There’s a lot of commentary and debate surrounding Obamacare, otherwise known as the Affordable Care Act. Proponents and opponents abound with every issue that it can be difficult to tell which side to trust. Granted, the manner in which the Act will be applied will differ from state to state and even person to person, but as an individual who pays his or her taxes, there are three particular aspects of Obamacare that you need to pay attention to:
Medicare tax will be higher for high earners
Single filers who earn more than $200,000 and couples earning over $250,000 will now have to pay a new marginal Medicare tax of 2.35 percent. This is because of the 0.9 percent Medicare tax increase that started being levied upon the Act’s implementation in 2013.
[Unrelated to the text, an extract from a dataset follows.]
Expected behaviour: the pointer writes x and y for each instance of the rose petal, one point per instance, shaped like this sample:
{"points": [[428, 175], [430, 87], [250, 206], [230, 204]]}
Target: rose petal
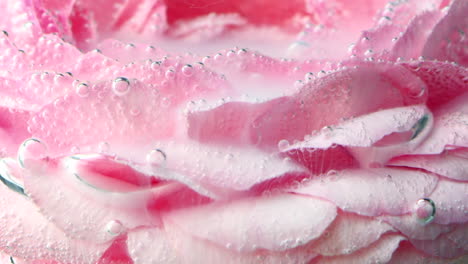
{"points": [[413, 228], [258, 223], [406, 253], [447, 41], [26, 233], [372, 192], [449, 129], [445, 81], [452, 164], [450, 200], [380, 252], [80, 210], [291, 118], [349, 233]]}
There will be a surtax on unearned income
Obamacare will add a 3.8 percent tax on net investment income for the statuses described above. Net investment income covers dividends, royalties, interest, gross income from a business endeavor that involves passive activities, gross income, rental income, and net gain from the sale of a property other than those held in a business or trade.
Medical expense deductions will be adjusted
Obamacare raises the adjusted gross income (AGI) threshold for claiming an itemized medical expense deduction from 7.5 to 10 percent, although the old threshold will still apply to individuals 65 and older (including their spouses) until 2016.